In the gloom of the dingy café, their knees touched under the narrow table. The mother opened up a newspaper left behind in the booth and scanned the headlines.
The girl had so many questions: Why are we rushing?; Who did you call?; Where are we going?; Why did we drive all the way from California to Texas?—she had the whole conversation planned out, knew exactly what to ask: short, direct questions that left no room for vague and elusive answers. The place was loud and crowded and the diners competed with one another to be heard, creating an overall atmosphere of raucousness. In the background, a baby cried and a waitress dropped a plate.
They ordered lunch—French fries and a strawberry shake for the girl, coffee and a Reuben sandwich, no sauerkraut, for the mother—and while they waited for their order to arrive, the mother excused herself. “I have to make another call, I’ll be right back.”
She ate and watched the diners and minutes later, her mother returned. She had seemingly perked up, now appeared bubbly, almost as if in a state of anticipation, and her eyes moved quickly. “Let’s play a game,” she said and opened the paper. “Tell me a number between one and twenty-two.”
The girl loved numbers. Numerology; belief in divine, mystical or other special relationship between a number and a coinciding event. The number 7 was her favorite one. 7 meant she was a seeker, a thinker, always trying to understand underlying hidden truths.

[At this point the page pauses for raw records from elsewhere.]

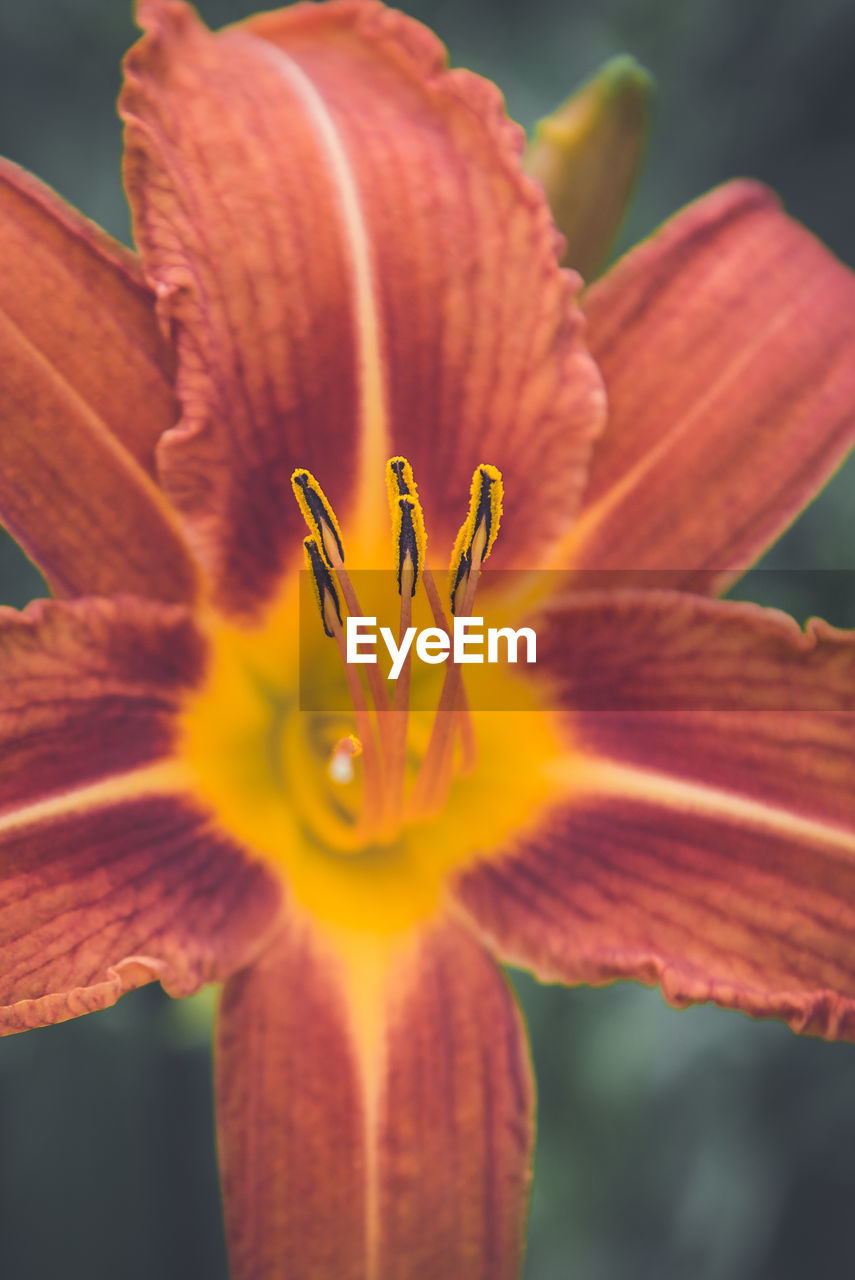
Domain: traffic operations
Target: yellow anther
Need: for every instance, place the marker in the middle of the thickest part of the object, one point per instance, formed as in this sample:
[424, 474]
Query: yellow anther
[325, 592]
[319, 516]
[399, 481]
[480, 529]
[407, 521]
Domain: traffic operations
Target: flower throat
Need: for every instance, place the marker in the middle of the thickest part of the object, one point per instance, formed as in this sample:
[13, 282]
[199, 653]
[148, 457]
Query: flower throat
[388, 798]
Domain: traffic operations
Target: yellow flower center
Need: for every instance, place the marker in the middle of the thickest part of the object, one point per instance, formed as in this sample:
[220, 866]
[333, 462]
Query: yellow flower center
[364, 800]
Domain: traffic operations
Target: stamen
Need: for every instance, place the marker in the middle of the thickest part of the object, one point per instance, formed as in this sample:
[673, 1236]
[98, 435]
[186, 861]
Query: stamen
[325, 592]
[407, 520]
[411, 542]
[474, 543]
[478, 533]
[321, 520]
[318, 515]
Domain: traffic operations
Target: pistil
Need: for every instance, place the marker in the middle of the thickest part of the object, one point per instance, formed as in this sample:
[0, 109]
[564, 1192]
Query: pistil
[383, 739]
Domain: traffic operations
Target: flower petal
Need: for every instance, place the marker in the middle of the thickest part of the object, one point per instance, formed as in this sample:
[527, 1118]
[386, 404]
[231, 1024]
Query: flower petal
[355, 266]
[374, 1123]
[705, 839]
[109, 876]
[727, 343]
[86, 393]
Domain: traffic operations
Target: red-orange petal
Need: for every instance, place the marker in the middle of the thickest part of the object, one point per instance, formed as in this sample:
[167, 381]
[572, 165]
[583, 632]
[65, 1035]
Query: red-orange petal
[727, 343]
[109, 876]
[86, 393]
[705, 839]
[353, 266]
[361, 1147]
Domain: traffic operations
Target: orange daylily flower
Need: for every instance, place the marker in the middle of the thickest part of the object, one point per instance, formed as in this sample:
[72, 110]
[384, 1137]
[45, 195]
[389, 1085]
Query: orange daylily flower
[341, 264]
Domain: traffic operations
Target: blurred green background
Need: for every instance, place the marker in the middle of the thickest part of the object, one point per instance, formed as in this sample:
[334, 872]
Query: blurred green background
[679, 1146]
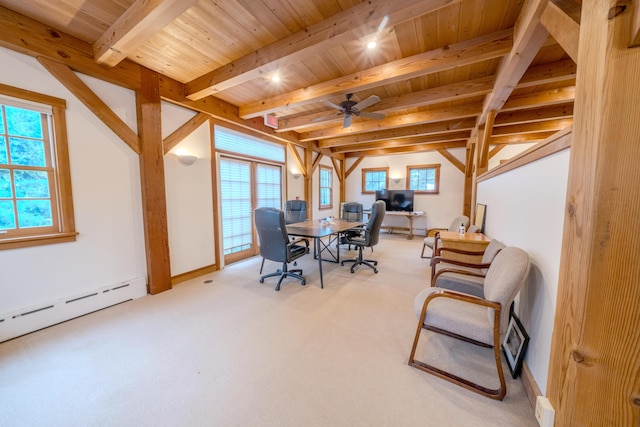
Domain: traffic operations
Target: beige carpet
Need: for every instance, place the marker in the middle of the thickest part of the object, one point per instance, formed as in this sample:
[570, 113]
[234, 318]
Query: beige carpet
[234, 352]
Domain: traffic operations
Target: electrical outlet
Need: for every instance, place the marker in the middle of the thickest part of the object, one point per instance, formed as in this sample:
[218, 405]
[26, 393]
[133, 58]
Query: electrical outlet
[545, 415]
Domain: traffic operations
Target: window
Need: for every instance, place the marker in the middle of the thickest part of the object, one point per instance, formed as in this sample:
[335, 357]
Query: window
[326, 187]
[424, 178]
[374, 179]
[35, 187]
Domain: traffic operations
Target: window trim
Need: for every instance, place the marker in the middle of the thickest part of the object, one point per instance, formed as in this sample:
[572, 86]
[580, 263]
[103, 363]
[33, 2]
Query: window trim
[330, 188]
[364, 179]
[435, 166]
[64, 230]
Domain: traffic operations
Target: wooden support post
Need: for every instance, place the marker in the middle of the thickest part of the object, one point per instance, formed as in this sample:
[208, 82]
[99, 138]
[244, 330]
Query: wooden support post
[469, 182]
[594, 370]
[154, 201]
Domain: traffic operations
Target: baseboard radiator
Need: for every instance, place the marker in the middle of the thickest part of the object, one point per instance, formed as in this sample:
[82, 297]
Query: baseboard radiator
[31, 319]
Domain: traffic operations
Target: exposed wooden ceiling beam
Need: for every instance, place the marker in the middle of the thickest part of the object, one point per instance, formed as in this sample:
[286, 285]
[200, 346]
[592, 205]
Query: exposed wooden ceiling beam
[553, 72]
[410, 149]
[359, 21]
[403, 132]
[33, 38]
[435, 115]
[549, 125]
[183, 131]
[464, 53]
[562, 19]
[560, 71]
[71, 81]
[140, 21]
[529, 36]
[560, 111]
[404, 142]
[525, 138]
[539, 99]
[450, 92]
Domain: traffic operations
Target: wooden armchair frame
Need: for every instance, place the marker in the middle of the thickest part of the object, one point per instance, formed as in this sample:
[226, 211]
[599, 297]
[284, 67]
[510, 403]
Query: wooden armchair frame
[439, 258]
[498, 393]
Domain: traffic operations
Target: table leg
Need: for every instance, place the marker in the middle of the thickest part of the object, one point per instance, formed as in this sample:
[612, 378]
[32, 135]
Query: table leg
[317, 250]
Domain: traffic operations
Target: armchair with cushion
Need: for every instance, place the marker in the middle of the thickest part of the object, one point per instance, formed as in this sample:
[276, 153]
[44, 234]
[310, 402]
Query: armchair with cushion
[432, 234]
[479, 320]
[275, 244]
[462, 276]
[369, 237]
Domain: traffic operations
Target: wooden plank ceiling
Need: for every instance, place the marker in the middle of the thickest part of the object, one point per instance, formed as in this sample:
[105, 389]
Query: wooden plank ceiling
[440, 67]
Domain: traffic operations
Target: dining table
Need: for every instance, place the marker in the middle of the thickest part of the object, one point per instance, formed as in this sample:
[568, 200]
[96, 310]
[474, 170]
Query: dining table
[318, 229]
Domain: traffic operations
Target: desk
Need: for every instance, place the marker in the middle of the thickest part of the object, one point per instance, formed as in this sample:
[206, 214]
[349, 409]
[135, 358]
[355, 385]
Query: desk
[409, 215]
[476, 242]
[317, 229]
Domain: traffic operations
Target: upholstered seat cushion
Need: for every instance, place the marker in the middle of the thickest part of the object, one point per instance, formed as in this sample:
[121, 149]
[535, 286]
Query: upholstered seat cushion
[470, 319]
[430, 241]
[473, 285]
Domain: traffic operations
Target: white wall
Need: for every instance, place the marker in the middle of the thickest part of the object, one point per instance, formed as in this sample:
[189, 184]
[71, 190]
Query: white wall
[525, 208]
[439, 209]
[190, 215]
[335, 210]
[508, 152]
[295, 186]
[105, 180]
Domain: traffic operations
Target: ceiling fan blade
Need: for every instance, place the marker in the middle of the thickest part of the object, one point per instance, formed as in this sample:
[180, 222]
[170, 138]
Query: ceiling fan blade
[326, 118]
[371, 115]
[332, 105]
[367, 102]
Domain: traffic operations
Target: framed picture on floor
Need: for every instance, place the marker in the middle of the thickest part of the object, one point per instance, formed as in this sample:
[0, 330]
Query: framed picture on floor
[514, 345]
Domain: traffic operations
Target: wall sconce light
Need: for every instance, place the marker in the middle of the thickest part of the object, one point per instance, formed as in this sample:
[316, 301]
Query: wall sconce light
[187, 159]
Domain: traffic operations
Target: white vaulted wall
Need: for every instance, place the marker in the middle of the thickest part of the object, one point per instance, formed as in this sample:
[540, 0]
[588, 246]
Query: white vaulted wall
[106, 195]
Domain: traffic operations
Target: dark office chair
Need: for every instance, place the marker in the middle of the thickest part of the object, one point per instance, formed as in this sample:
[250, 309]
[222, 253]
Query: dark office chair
[275, 244]
[351, 211]
[369, 237]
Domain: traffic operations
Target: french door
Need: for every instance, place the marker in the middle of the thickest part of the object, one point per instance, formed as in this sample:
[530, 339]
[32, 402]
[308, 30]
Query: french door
[244, 186]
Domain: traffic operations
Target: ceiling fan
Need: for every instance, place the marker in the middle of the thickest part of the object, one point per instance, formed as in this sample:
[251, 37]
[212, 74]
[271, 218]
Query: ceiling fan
[351, 108]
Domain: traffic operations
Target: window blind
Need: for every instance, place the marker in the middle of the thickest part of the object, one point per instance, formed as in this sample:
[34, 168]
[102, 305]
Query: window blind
[229, 140]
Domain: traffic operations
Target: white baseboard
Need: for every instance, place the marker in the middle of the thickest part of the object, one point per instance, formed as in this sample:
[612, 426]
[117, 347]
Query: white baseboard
[33, 318]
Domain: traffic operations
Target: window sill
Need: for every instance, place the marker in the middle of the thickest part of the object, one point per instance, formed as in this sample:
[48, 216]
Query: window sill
[45, 239]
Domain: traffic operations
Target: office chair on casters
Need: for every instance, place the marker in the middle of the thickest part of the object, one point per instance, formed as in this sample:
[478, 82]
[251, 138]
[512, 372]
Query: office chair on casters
[295, 211]
[369, 237]
[351, 211]
[479, 320]
[275, 244]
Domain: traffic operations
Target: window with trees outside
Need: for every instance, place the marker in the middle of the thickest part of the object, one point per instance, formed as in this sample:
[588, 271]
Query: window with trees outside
[35, 187]
[326, 187]
[374, 179]
[424, 178]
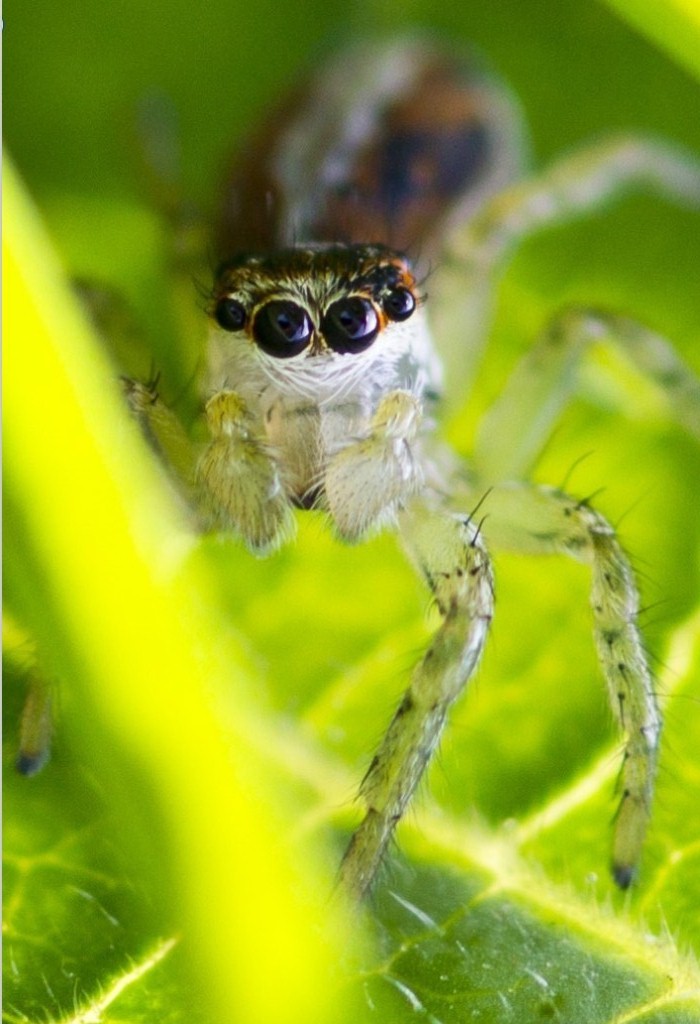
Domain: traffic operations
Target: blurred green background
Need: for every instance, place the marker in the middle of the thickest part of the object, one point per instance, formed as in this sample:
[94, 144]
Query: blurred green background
[330, 633]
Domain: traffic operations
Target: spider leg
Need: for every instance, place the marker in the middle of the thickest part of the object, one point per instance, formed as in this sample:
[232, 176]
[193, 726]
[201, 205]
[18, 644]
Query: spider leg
[574, 185]
[539, 520]
[515, 428]
[447, 550]
[239, 487]
[365, 480]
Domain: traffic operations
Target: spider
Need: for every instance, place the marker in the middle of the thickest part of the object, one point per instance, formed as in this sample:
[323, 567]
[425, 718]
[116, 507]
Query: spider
[396, 172]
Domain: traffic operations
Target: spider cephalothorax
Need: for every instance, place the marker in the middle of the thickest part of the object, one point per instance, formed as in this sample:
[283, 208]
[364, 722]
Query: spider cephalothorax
[321, 375]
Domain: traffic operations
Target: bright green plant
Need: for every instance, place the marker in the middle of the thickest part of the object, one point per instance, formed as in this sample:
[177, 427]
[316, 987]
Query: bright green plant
[215, 712]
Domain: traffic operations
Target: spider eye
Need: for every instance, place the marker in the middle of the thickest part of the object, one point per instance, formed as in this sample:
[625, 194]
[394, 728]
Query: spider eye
[282, 329]
[229, 314]
[398, 304]
[350, 325]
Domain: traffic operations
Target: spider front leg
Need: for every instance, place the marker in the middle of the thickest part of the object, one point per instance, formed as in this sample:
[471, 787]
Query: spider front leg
[239, 484]
[514, 430]
[367, 479]
[537, 520]
[447, 550]
[577, 184]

“Seven,” the girl said and silently recited random facts: seven ancient wonders of the world, seven days of the week, seven colors of the rainbow.
They ate silently, the girl devouring the fries, then taking her time with the milkshake, studying the people around her while her mother skimmed page seven of the newspaper. She wondered how naming a number of a page was a game to begin with, but her mother seldom answered questions posed to her, and so she didn’t ask.